Exactly. You could be pretty arrogant because you are the white guy, the money, and here you are taking pictures of hundreds of dying people… And then you go back to your hotel and have a nice dinner. This could be shocking. So in these cases I stayed in the village for a month, trying to survive. That said, in most cases like these, you are pretty helpless… But at least you’re giving your readers something to think about beyond shopping.

Do you develop a certain instinct for those kinds of moments of historical significance?

Sometimes you simply have to be lucky. You could go to an interesting country or city and you go around with a camera on your shoulder… And nothing happens. It’s like hunting, you go into the woods and the sun is shining but you don’t catch anything. And then there are days, not so many, but there are days when you’re lucky and things come together. When I was shooting Ali for the first time at the Rome Olympics back in 1960, for example, he was an unknown boxer… He was just Cassius Clay at the time. I found him very interesting from the first moment I met him but I had no idea what he would become. My most famous portrait of him came about completely spontaneously, no rehearsal, just luck.

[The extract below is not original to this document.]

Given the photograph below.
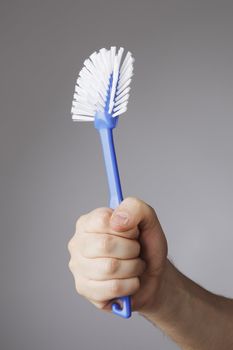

You’re talking about the photo of him jumping on the bridge over Chicago, right?

Yes. I spent around two weeks following him around in Chicago a few years later in 1966. One day, we were driving over the bridge across the Chicago river and I said, “Can we stop?” We stopped the car, Ali took his shirt off and I said “Jump!” And he jumped. I got one click! One photo and we went somewhere else… I only photographed him once in a real fight, and everything else was his normal life. And he was eccentric; more and more, we understood that not only is this a very strong and disciplined person, but this is a fighter. One of the reasons he was so successful is that he was totally unpredictable.

How so?

You never knew; he might show up that morning or might not show up at all. He could be wonderful one evening, “Let’s go have a drink,” and then next night he ignored me, didn’t want to talk, had a bad mood. I think this is why he was so good in the ring because the other guy never knew what was coming! There was this famous fight, “The Rumble in the Jungle,” where Ali didn’t do anything in the first round. He was just standing there. The other guy got really angry and when the other guy was really tired, Ali knocked him out. He was a genius.